The main focus of the Programme for International Student Assessment (PISA) financial literacy assessment is on measuring the proficiency of 15-year-old students in demonstrating and applying the knowledge and skill that they have learned in and out of school. Like other PISA domains, financial literacy is assessed using an instrument designed to provide data that are valid, reliable and interpretable. PISA is an international comparative assessment of student achievement directed by the Organisation for Economic Co-operation and Development (OECD). PISA measures how well 15-year-olds, who are nearing the end of their compulsory schooling in most participating educational systems, are prepared to use the knowledge and skills in particular areas to meet real-life opportunities and challenges. In addition to measuring students’ skills in the core areas of reading literacy, mathematical literacy and scientific literacy, PISA was the first large-scale international assessment to assess financial literacy in 2012. The second assessment of financial literacy was once again conducted as an optional component in PISA and was conducted in 15 countries and economies in 2015. In Australia, the inclusion of financial literacy in PISA is funded by the Australian Securities and Investment Commission (ASIC).
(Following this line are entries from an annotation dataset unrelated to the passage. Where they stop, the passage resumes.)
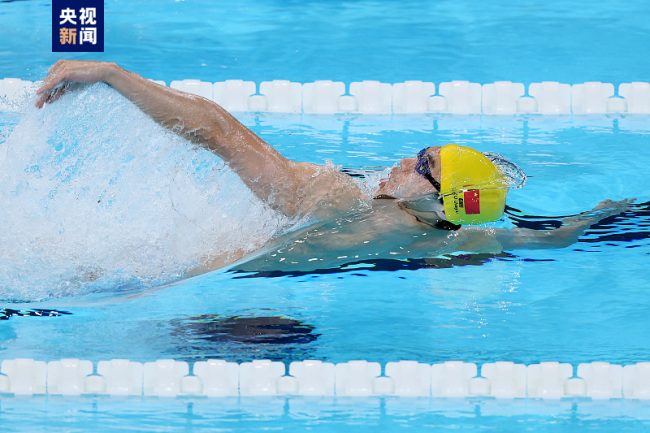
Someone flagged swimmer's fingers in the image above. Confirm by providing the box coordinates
[36,60,108,108]
[594,198,636,213]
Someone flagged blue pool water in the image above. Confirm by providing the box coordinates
[0,1,650,432]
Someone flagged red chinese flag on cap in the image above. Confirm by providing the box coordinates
[463,189,481,215]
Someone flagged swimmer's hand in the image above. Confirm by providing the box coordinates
[35,60,116,108]
[495,199,635,250]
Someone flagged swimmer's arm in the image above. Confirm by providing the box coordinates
[36,60,356,215]
[486,200,634,251]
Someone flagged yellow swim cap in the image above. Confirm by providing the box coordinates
[440,144,508,224]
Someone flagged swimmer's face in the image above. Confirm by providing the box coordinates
[378,146,440,198]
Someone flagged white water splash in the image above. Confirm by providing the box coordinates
[0,85,288,300]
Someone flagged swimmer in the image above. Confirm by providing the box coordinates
[36,60,632,270]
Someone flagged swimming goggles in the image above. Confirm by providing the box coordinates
[415,147,440,192]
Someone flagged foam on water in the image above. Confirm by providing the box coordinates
[0,84,288,301]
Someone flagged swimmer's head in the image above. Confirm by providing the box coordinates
[392,144,526,228]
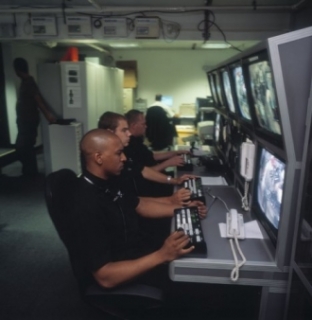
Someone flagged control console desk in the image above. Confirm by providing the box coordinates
[169,167,288,320]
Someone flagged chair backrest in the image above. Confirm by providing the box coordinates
[45,169,83,285]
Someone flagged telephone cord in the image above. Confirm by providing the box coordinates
[242,181,250,211]
[230,234,247,282]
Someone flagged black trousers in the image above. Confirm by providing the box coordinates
[15,120,39,176]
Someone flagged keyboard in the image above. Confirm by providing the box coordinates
[174,207,207,258]
[183,177,206,204]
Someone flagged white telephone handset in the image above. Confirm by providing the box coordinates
[240,141,255,181]
[226,209,245,239]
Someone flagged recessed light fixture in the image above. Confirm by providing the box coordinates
[201,42,231,49]
[109,42,139,49]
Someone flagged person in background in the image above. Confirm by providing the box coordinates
[13,58,56,177]
[145,106,176,151]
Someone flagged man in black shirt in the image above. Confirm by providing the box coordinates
[98,111,194,205]
[14,58,56,177]
[125,109,188,197]
[73,129,206,288]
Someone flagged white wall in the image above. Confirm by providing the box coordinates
[113,50,238,112]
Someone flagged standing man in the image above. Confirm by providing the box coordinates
[13,58,56,177]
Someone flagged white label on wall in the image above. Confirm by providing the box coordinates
[65,63,80,87]
[66,87,81,108]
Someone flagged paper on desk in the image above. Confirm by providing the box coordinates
[219,220,263,239]
[201,176,228,186]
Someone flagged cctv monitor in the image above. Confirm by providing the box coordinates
[243,51,282,141]
[253,146,286,245]
[230,63,252,122]
[215,70,225,108]
[222,69,236,113]
[208,72,219,108]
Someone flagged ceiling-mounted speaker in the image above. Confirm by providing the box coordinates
[134,17,159,39]
[31,16,57,36]
[66,16,92,36]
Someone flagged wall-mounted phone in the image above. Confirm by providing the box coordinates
[226,209,245,239]
[240,141,255,181]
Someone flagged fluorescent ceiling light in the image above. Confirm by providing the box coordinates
[109,42,139,48]
[201,42,231,49]
[86,43,110,54]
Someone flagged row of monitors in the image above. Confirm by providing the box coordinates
[214,114,291,245]
[207,50,282,148]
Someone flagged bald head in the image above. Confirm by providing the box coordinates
[80,129,126,178]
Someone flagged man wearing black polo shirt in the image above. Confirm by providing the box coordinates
[98,111,194,205]
[73,129,206,288]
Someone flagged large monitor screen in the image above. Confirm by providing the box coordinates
[222,70,235,113]
[256,148,285,230]
[248,61,281,135]
[232,66,251,120]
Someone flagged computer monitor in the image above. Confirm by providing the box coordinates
[222,69,236,113]
[161,96,173,107]
[243,51,282,136]
[215,70,225,108]
[214,113,221,144]
[230,63,252,122]
[253,146,286,245]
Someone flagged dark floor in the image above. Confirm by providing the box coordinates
[0,155,260,320]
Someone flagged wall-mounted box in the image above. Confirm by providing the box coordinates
[134,17,159,39]
[103,18,127,38]
[31,16,57,36]
[66,16,92,36]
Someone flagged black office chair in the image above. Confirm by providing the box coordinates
[45,169,162,319]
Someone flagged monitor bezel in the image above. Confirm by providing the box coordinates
[220,66,238,119]
[242,49,283,149]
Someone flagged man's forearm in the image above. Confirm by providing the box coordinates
[142,167,177,184]
[153,151,179,161]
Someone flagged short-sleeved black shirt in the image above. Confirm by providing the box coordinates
[73,172,154,290]
[124,136,173,197]
[16,76,40,122]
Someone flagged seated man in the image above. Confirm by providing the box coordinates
[73,129,206,298]
[124,109,188,196]
[98,111,193,205]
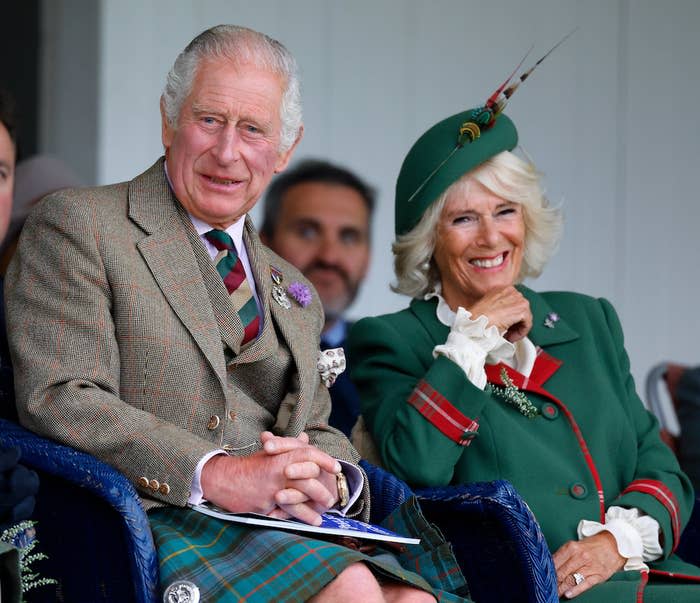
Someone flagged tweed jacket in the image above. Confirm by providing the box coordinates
[349,287,700,600]
[6,158,368,515]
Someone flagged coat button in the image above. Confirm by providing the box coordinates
[542,402,559,421]
[569,482,588,500]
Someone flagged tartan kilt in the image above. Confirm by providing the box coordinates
[148,499,468,603]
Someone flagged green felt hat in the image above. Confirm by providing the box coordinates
[394,30,576,236]
[394,106,518,236]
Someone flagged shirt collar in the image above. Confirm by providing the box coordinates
[187,213,245,253]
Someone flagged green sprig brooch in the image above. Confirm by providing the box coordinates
[491,368,540,419]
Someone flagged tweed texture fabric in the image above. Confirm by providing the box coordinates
[7,159,369,517]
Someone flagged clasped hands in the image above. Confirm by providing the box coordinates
[201,431,341,525]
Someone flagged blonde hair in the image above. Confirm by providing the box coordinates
[391,151,563,297]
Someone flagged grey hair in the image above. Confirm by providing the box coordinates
[161,25,302,152]
[391,151,563,297]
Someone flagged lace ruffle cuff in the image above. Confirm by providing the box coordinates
[578,507,663,571]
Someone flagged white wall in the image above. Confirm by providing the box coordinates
[42,0,700,394]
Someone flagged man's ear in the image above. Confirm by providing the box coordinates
[160,96,175,150]
[275,125,304,174]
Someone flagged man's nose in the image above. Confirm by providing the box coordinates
[212,124,241,164]
[318,235,343,264]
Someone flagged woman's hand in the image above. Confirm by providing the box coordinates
[553,532,627,599]
[467,287,532,343]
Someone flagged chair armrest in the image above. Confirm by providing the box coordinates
[0,419,158,603]
[360,459,414,524]
[416,480,559,603]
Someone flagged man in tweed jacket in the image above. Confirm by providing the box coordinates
[7,26,454,601]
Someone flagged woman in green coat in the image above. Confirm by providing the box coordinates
[350,104,700,602]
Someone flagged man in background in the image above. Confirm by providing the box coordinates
[260,159,375,437]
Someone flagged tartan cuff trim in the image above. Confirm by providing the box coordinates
[622,479,681,551]
[408,379,479,446]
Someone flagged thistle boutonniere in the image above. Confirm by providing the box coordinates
[491,368,540,419]
[287,281,312,308]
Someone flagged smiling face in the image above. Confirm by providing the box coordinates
[433,180,525,310]
[0,122,15,241]
[265,181,369,326]
[161,59,298,229]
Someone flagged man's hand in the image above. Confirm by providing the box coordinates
[466,287,532,343]
[201,432,341,525]
[553,532,627,599]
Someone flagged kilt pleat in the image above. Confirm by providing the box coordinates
[149,507,467,603]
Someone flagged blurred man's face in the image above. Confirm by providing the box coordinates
[162,59,296,229]
[265,182,370,326]
[0,122,15,241]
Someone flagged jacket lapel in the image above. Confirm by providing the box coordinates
[235,216,277,363]
[411,297,450,345]
[128,158,226,383]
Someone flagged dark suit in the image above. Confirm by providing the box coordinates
[7,159,367,507]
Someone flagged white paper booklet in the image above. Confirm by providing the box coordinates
[191,503,420,544]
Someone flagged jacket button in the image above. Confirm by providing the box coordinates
[542,402,559,421]
[569,482,588,500]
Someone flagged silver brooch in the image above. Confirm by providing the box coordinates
[163,580,199,603]
[270,264,292,310]
[544,312,559,329]
[316,348,345,387]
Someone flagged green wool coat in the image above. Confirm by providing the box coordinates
[349,287,700,601]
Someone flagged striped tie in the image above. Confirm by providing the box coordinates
[204,230,260,346]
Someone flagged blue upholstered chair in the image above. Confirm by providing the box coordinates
[0,419,558,603]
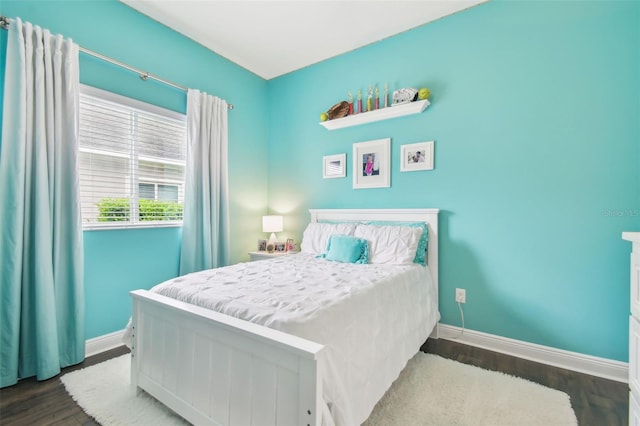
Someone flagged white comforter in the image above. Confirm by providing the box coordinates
[136,253,439,425]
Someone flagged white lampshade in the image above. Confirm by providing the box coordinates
[262,216,282,232]
[262,216,282,244]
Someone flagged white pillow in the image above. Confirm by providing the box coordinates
[353,225,422,265]
[300,222,356,254]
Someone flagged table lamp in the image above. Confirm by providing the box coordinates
[262,216,282,248]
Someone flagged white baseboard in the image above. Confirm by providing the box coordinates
[438,324,629,383]
[84,330,124,357]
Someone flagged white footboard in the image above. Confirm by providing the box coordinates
[131,290,330,426]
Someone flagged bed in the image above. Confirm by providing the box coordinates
[130,209,440,425]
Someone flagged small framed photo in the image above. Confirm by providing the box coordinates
[400,141,433,172]
[322,154,347,179]
[353,138,391,189]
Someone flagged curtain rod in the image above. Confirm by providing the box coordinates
[0,15,233,109]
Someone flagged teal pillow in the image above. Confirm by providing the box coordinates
[320,234,369,263]
[367,220,429,265]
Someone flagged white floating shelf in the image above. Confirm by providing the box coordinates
[320,99,430,130]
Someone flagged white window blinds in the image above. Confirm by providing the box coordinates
[80,85,186,228]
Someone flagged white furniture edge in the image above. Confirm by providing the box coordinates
[309,209,440,320]
[86,324,629,383]
[131,209,438,426]
[438,324,629,383]
[622,231,640,243]
[320,99,430,130]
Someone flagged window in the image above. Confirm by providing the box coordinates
[79,85,186,228]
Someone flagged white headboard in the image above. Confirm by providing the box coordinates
[309,209,440,298]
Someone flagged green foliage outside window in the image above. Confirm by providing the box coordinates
[97,198,183,222]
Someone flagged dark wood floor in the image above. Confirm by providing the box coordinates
[0,339,629,426]
[422,339,629,426]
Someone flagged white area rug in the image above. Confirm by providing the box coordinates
[60,353,578,426]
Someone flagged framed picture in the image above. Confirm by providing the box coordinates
[353,138,391,189]
[322,154,347,179]
[400,141,433,172]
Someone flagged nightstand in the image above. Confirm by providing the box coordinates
[249,251,297,262]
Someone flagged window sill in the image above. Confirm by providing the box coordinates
[82,221,182,231]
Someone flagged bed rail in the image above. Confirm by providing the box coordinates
[131,290,330,426]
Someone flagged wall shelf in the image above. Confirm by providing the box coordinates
[320,99,430,130]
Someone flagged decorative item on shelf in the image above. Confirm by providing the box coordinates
[349,92,353,115]
[262,215,282,246]
[384,83,389,108]
[327,101,349,120]
[391,87,418,106]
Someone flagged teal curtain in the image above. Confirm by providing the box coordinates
[180,89,230,275]
[0,18,85,387]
This report focuses on Australian students’ performance in the PISA 2015 financial literacy assessment. Chapter 2 provides a brief overview of the PISA financial literacy assessment framework, the assessment structure and examples of the financial literacy items. Chapter 3 presents results on the performance of Australian students in an international context, while Chapter 4 focuses on performance of different demographic groups of interest. Chapter 5 is devoted to students’ experiences, attitudes and behaviour towards financial literacy.